Introduction: Simple Waste Oil Burners Construction

These are a couple of very simple to construct waste oil burners.

They will run on anything from engine oil to veg, transmission fluid, Hydrulic and any other oil. You can warm up some animal fat or lard and they will be perfectly happy with that too!

The key to these burners is the air/ oil feed tube. It's just a bit of exhaust pipe with a 90o bend and a plate over the end to make the air come out sideways not straight. I have tested the design without the diffusion plate and it does work but startup is much harder and the burner is much more finicky on oil feed when controlling the output.

The oil is gravity fed from a high mounted container with a gate valve on the drum to control oil flow. The oil is dribbled into the end of the air inlet pipe and is simply blown into the burner by the incoming air from the blower. There are NO nozzles, pumps or anything else than the oil simply running out a bit of hose. Given the valve controls the fuel flow, there is no fixed fuel consumption. The more fuel ( and air) it gets, the more heat it produces, it's that simple. The pipe is about 1.75" and is not critical size. The larger the pipe the better the airflow and the more oxygen available to produce more heat. I have some larger pipe to make a bigger version of this blower.

A small amount of starting fluid is put in the burner or it can be started with a bunch of old rag or some burning sticks. The Blower is turned on low and restricted to limit the airflow and the oil added till the metal burn chamber gets hot and vaporises the oil. From there the oil and fuel can be opened up a the thing can be run flat out.

This design is very easy to light and burns very clean with no smoke at all unless the oil feed is grossly over supplied. Even then with a large amount of oil pooled in the bottom of the burn chamber, because the air feed is above the oil pool it still burns clean.

This same setup has been used in my furnace built from dirt. It is just the curved pipe with the deflector on the end.
You can see in other vids on my channel that I also turned the extinguisher bottle in the 2nd Vid on it's side and the thing ran perfectly well like that with no oil running out.

Nothing on these burners is critical. It is the principal that is important not the size of the components. The important thing to remember is the burner/ combustion chamber, whatever it is, needs to be HOT before adding the oil. In specific terms, 300oC+. that will allow the oil to change state from a liquid to a gas and burn.

These burners are like an engine. They can be put to many different uses and power many different things.
People have built them for everything from shed and greenhouse heaters to heating and melting metal, replacing gas burners in boilers and pool heaters and in furnaces.

This is to give you the idea of how to build the engine to put to work in the purpose you need.

Comments

Mark620 (author)2016-01-03

that thing is spitting/dropping oil on the concrete...watch the oil spread during the movie.

livichris (author)2015-04-05

are these type of burners smokey and smelly?

ironsmiter (author)livichris2015-04-05

when they first start, and are getting to operating temperature, they can be a bit smokey.

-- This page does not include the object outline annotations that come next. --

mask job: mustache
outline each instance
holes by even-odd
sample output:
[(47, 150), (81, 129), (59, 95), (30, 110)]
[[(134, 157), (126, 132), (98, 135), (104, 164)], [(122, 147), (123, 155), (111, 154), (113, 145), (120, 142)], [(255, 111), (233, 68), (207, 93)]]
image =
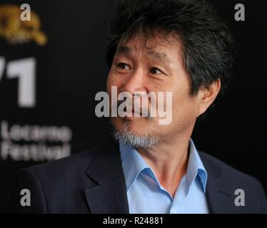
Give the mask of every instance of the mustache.
[[(112, 105), (112, 108), (115, 108), (116, 110), (118, 110), (119, 109), (119, 107), (124, 103), (126, 102), (126, 98), (124, 98), (124, 100), (117, 100), (117, 102), (116, 103), (115, 103), (113, 105)], [(124, 112), (126, 112), (126, 109), (127, 109), (127, 107), (131, 107), (131, 110), (137, 110), (137, 113), (140, 113), (140, 116), (141, 117), (144, 117), (144, 118), (146, 118), (148, 119), (151, 119), (151, 112), (149, 110), (149, 108), (148, 107), (142, 107), (142, 105), (140, 105), (140, 103), (138, 103), (138, 102), (132, 102), (132, 100), (131, 101), (128, 101), (127, 103), (124, 103)], [(142, 115), (144, 115), (144, 116), (142, 116)]]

After about 5 min max, they should be burning clean, hot, and smoke free.

There is a unique odor associated with all things that burn. It will smell slightly of burning oil. VERY slightly, if running clean, well filtered oil. Used cooking oil WILL NOT smell like french fries, no matter what people on the internet tell you. Used motor oil, and transmission fluid may have a slight metallic hint to the smell. That is the tiny metal particles burning. It is to be expected.

glumpy (author)ironsmiter2015-04-06

As said, I can start mine all but totally smoke free. Takes less than 2 min for them to get to temp and they emit nothing but a warm air smell like comes from a gas fireplace or a clothes dryer.

I don't get a fish and chips smell with Veg oil and I certainly don't get a metallic smell with engine oil. I have burned Lard and transmission oil and they all smell the same, just that warm air smell.
I even put some coal in these vaporising types and there was only the faintest smell of that which you could only catch on occasion.

Different burner designs may run different. I set all mine up so they will happily sustain with an excess air mix which means the cleanest combustion possible and no smell at all.

glumpy (author)livichris2015-04-06

No.
Everyone who hasn't used one seems to presume that but it isn't the case.
I can light mine up and they put out less total smoke than a cigarette. There are several of my vids where you can clearly see this.

When running they are totally clean, especially on this design that works really will with an excess of air that ensures all fuel is burned and there are no emissions.
Sure, they can be smokey if you grossly over fuel them but I have run these burners in " Batch" mode starting with an amount of oil that will let them run many minutes and they still don't smoke or smell.